VALDOSTA — “Sunshine Laws: A Guide to Open Government in Georgia,” known as the state as "Red Book" has been updated, revised and the sixth edition is now available to the public.
The guide contains the state's open government laws verbatim, reprinted from the Official Code of Georgia Annotated, regarding Georgia’s Open Records Act and Georgia’s Open Meetings Act.
The GFAF red book also provides explanations of these laws and how they apply to the public. For example, the book provides information on how the government should provide access and penalties for government’s non-compliance to open meetings laws and the Open Records Act.
Georgia open government laws underwent rewriting with changes going into effect in April 2012; these changes were in part due to the work of the Georgia Attorney General’s office.
The book provides information so the public can know the law and how to stay informed.
The Red Book also provides a list of resources on open government, which includes websites and phone numbers.
The Red Book is produced by the Georgia First Amendment Foundation in cooperation with the Office of the Georgia Attorney General.

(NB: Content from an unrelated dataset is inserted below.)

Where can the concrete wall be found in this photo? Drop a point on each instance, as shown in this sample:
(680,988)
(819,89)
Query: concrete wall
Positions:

It is available from representatives of the Georgia First Amendment Foundation, at GFAF open government training events or as a PDF on the foundation’s website at gfaf.org/the-blue-book/.
In the forward of the sixth edition of the Red Book, Attorney General Chris Carr wrote, "Openness and transparency are vital to uphold the public trust and maintaining an efficient, well-functioning government and bureaucracy."
The Georgia First Amendment Foundation’s Blue Book, titled “Georgia Law Enforcement and the Open Records Act: A Law Enforcement Officer’s Guide to Open Records in Georgia,” provides information on open records compliance for the lawful protection of citizens’ rights to public information.
According to the book’s preface, the Blue Book is intended to inform the members of the Georgia law-enforcement community of open records compliance so as to ensure the public is able to observe the workings of its government.
The book includes an overview of Georgia Open Records Act and its process, pending investigations and prosecutions, types of records such as personnel records and juvenile records, record retention and news media access.
A sample open records cost worksheet and information exempt from public disclosure are provided in the appendices of the guide.
The Blue Book is available from representatives of the Georgia First Amendment Foundation, at GFAF open government training events or as a PDF on the foundation website at gfaf.org/the-blue-book/.